Christine B. (Lilydale, MN)
"A Source of Sustenance"
This memoir by Priscilla Gilman about "finding" her father was both poignant and terribly sad. Throughout the book Priscilla tries so hard to be the daughter, wife, sister she believes everybody expects her to be. In this process she loses sight of her own self- her needs, desires and wants. Her father was a brilliant critic, but a very needy man. He also was as hard on himself as were his expectations of those around him. This memoir seemed to be somewhat a catharsis for Priscilla as she came to realize what SHE really needed to sustain her own well being. It is a beautiful portrait of her father and also one of an intelligent, warm and giving daughter.

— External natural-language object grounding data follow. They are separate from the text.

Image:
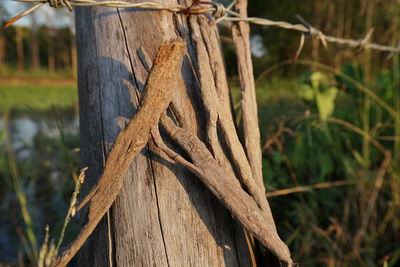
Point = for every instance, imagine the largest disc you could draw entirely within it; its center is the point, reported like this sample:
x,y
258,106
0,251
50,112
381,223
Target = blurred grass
x,y
7,72
29,97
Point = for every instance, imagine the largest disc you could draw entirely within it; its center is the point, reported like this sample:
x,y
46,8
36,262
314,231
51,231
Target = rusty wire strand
x,y
220,13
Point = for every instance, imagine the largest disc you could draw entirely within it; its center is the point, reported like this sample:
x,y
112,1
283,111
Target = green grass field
x,y
36,97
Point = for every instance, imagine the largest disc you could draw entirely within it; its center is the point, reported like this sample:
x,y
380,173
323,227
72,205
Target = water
x,y
43,168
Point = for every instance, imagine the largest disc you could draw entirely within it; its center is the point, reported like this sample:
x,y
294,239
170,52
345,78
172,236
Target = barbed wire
x,y
220,13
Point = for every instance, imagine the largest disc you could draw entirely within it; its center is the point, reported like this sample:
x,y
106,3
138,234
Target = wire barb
x,y
220,13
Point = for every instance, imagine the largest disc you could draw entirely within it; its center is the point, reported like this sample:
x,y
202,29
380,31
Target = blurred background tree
x,y
330,118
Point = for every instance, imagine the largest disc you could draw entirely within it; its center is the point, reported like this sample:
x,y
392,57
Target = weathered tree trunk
x,y
163,215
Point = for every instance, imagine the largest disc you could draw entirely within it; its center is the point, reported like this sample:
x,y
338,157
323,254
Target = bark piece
x,y
130,141
241,40
224,188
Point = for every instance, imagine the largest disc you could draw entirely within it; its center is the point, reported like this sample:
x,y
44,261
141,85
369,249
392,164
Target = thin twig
x,y
300,189
218,11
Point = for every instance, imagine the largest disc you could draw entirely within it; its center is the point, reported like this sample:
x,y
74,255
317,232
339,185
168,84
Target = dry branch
x,y
241,40
130,141
216,178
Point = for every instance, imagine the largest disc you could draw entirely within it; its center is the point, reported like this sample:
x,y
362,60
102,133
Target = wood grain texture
x,y
130,141
241,40
217,179
163,214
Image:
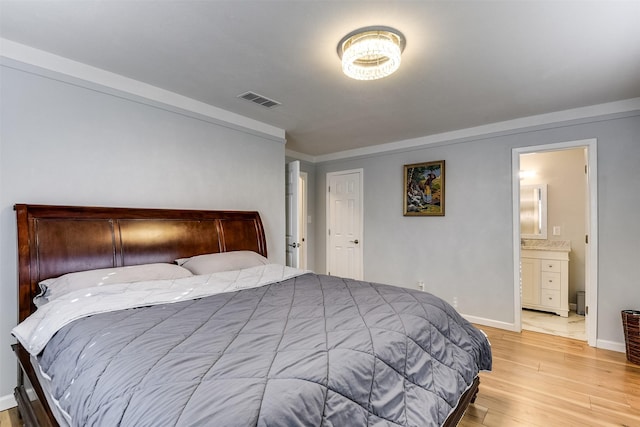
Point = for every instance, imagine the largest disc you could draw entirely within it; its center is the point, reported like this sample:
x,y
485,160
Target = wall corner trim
x,y
28,59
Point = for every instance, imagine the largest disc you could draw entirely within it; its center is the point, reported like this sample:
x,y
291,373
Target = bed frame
x,y
55,240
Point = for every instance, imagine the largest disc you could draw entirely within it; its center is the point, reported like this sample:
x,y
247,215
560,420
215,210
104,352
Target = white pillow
x,y
54,288
223,261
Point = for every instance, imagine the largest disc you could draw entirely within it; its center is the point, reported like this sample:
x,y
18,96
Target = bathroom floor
x,y
549,323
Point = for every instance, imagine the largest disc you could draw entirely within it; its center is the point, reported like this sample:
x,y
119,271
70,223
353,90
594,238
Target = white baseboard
x,y
490,322
611,345
7,402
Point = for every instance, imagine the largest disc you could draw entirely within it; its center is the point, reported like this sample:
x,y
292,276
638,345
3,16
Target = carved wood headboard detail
x,y
55,240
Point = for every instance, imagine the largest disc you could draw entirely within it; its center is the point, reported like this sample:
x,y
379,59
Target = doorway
x,y
572,220
345,224
296,216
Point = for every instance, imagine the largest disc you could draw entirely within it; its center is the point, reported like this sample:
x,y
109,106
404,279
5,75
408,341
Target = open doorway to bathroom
x,y
553,211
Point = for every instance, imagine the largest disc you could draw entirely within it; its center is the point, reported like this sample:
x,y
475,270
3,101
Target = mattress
x,y
305,350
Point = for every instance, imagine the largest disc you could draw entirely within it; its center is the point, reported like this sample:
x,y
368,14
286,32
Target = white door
x,y
345,224
303,219
292,214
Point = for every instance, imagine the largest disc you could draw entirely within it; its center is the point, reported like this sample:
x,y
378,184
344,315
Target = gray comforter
x,y
309,351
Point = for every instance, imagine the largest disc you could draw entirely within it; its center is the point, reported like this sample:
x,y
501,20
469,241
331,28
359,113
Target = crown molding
x,y
63,69
548,119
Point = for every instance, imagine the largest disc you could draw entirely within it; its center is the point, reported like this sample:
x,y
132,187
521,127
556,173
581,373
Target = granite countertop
x,y
546,245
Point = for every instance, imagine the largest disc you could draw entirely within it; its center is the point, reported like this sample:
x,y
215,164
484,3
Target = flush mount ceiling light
x,y
371,53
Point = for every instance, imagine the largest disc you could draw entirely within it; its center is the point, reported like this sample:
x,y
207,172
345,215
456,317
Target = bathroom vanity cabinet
x,y
545,280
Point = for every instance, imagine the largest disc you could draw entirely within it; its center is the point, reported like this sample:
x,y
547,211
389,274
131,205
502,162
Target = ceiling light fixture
x,y
371,53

Windell H. (Rock Hill, SC)
The Critics Daughter
A well written memoir of family and it's struggles. A long and tense read of a struggle to right wrongs of the past which I feel is impossible. I could in no way identify with this lifestyle.

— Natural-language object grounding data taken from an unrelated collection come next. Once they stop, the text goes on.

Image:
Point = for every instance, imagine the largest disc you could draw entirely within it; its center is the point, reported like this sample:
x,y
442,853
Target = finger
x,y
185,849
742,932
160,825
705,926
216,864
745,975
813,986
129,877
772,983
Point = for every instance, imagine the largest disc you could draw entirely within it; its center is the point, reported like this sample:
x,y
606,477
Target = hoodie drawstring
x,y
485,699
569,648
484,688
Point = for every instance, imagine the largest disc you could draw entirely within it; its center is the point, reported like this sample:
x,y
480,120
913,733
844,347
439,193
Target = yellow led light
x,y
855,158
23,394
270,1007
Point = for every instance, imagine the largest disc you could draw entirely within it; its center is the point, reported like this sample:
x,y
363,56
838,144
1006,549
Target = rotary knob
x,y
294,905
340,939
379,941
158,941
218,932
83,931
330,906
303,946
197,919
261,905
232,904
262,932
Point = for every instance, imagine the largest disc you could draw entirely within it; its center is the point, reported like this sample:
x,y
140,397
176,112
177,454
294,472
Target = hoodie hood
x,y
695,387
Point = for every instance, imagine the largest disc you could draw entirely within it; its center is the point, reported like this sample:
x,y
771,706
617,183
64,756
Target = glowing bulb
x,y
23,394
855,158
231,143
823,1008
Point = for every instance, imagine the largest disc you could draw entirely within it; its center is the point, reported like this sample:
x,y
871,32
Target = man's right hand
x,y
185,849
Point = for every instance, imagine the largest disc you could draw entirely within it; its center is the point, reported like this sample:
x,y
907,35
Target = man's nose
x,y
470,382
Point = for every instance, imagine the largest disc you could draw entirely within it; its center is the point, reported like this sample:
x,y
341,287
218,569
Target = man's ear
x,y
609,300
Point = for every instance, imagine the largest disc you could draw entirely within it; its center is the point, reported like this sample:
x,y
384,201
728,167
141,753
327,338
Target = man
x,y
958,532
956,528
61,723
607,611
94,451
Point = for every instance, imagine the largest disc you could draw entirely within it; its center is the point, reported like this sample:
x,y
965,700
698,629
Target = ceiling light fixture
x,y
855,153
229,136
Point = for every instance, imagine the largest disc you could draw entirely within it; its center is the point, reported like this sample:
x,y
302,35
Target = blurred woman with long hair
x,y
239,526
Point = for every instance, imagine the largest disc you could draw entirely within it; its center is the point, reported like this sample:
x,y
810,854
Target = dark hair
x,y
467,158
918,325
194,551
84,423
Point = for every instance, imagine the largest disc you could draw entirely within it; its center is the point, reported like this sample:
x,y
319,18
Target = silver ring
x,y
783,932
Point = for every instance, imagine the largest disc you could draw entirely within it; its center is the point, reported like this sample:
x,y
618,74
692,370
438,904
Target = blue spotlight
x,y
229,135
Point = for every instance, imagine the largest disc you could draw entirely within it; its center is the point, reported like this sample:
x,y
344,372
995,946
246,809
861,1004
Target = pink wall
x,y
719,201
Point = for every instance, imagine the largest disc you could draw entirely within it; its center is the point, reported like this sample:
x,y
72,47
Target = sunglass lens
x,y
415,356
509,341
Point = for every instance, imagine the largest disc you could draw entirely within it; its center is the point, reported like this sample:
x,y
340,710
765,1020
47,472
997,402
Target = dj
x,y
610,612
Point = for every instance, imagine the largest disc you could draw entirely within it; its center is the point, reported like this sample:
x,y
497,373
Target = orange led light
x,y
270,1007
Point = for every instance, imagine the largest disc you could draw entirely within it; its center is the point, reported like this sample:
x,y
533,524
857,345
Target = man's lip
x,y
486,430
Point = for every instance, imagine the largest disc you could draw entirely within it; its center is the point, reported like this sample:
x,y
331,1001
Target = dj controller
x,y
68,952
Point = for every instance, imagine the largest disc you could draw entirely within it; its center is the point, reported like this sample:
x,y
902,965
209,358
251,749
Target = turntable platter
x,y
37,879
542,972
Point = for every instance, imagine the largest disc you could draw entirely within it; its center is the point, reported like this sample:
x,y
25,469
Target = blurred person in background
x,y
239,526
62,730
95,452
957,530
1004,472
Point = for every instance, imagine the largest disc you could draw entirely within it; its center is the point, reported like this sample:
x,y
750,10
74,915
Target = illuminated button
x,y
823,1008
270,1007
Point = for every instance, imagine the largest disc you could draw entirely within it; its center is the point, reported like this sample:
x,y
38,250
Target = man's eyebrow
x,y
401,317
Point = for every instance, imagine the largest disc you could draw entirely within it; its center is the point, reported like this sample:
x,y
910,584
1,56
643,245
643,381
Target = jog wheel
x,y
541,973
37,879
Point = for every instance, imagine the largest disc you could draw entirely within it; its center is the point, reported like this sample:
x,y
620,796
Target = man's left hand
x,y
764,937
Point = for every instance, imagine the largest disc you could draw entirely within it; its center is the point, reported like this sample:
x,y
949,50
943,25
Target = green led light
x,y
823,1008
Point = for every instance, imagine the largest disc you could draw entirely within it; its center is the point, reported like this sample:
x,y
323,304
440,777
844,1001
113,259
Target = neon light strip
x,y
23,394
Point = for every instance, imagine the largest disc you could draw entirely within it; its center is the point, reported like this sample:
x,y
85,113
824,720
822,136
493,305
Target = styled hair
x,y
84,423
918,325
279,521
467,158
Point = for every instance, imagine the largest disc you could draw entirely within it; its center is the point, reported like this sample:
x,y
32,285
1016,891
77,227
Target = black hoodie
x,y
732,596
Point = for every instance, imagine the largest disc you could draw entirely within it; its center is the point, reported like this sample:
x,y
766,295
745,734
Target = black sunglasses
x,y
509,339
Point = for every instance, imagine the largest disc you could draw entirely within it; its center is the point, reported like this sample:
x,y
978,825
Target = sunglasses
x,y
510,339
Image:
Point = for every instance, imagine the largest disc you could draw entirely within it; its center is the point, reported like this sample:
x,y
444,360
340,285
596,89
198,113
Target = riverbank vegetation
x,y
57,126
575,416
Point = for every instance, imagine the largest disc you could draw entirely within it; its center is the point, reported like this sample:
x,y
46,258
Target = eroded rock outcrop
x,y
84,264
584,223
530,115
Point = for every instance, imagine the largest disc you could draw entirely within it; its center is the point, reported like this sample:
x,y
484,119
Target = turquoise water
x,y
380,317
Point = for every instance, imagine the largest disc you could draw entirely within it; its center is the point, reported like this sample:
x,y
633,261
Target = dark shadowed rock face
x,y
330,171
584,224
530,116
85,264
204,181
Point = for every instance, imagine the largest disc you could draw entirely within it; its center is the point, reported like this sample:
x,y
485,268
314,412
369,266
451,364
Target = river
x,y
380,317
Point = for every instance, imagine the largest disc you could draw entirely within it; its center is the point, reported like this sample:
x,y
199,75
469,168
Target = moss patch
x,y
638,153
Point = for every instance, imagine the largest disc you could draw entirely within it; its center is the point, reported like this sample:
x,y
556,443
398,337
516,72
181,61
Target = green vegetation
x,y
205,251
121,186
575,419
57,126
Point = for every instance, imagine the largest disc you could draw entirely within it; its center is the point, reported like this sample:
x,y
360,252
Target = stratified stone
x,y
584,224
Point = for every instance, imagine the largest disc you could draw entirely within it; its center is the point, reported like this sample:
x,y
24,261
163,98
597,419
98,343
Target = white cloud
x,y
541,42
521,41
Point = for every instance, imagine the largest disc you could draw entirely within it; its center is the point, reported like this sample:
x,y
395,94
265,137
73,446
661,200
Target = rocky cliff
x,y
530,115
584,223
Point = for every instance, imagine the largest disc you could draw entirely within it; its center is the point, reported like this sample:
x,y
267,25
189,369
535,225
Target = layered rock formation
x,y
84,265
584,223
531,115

This book is written to a limited audience. Academia will appreciate this book.
Barbara P. (Mountain Center, CA)
A World Few of Us Experience
This is not an easy read. The Critic's Daughter lets us know right away, and continually, that she is carrying the baggage of her eccentric father and her emotionally distant mother, and we will be joining her on her journey of recovery. At times it reads like a journal and at other times it seems to be an academic study her father's writing. We were able to accompany the author through her childhood in New York around her parents well-placed and famous friends. There seemed to be a lot of name-dropping - some of the names I knew and others I did not - and I was at times lost as to how impressed I was supposed to be; but on a kinder note, it was her childhood. Much of the book felt overly intellectualized and academic, but much of their life seemed overly intellectualized and academic. I hope the author has found the healing she seemed to be seeking through sharing and exploring her life and relationships in this way. If you grew up in New York or are actively involved academically in theatre and/or literature, or you are familiar with Richard Gilman's work, you will enjoy this look into their private world. If you are not already familiar with Richard Gilman, you may not enjoy the book.
Ilene M. (Longmont, CO)
Not to my liking
If you have read any of the other reviews on this website, you know that Priscilla Gilman is writing a memoir about her father and the relationship that she had with him. While I respect her writing skills, I found that I had little to no interest in either Priscilla or her father. The angst was overwhelming and bothered me. I expect that many people can relate to the story and even empathize with Priscilla. I would have preferred that she kept this information to herself.
Judith G. (Ewa Beach, HI)
A catharsis
A grueling memoir of life in a dysfunctional family. I wanted to read it because I usually enjoy memoirs. This memoir may be enjoyed by an armchair psychologist. I am not one but had my own reactions to it as though I could help this person if I could only talk to her. Difficult to be 'critical' about a critic's life but I really think it was a way to make the author feel better about herself.
Molly O. (Centennial, CO)
Co-dependency at its Worst
I was intrigued by the author's mercurial father, the renowned drama critic, Richard Gilman. But as the book progressed, I became increasingly frustrated by the severe co-dependency suffered by the two. Unfortunately, that issue was never resolved, so I failed to understand why she even wrote this. While there were references to her treatment by a psychiatrist, it became clear that her need for unhealthy relationships proceeded from her father to her husband, her sons and finally to her mother. I expected some enlightenment, some progress towards good mental health but there was none. If you want to read a case study of the harm of co-dependency, read this. I did not enjoy it at all. P.S. And lose the overused adjectives!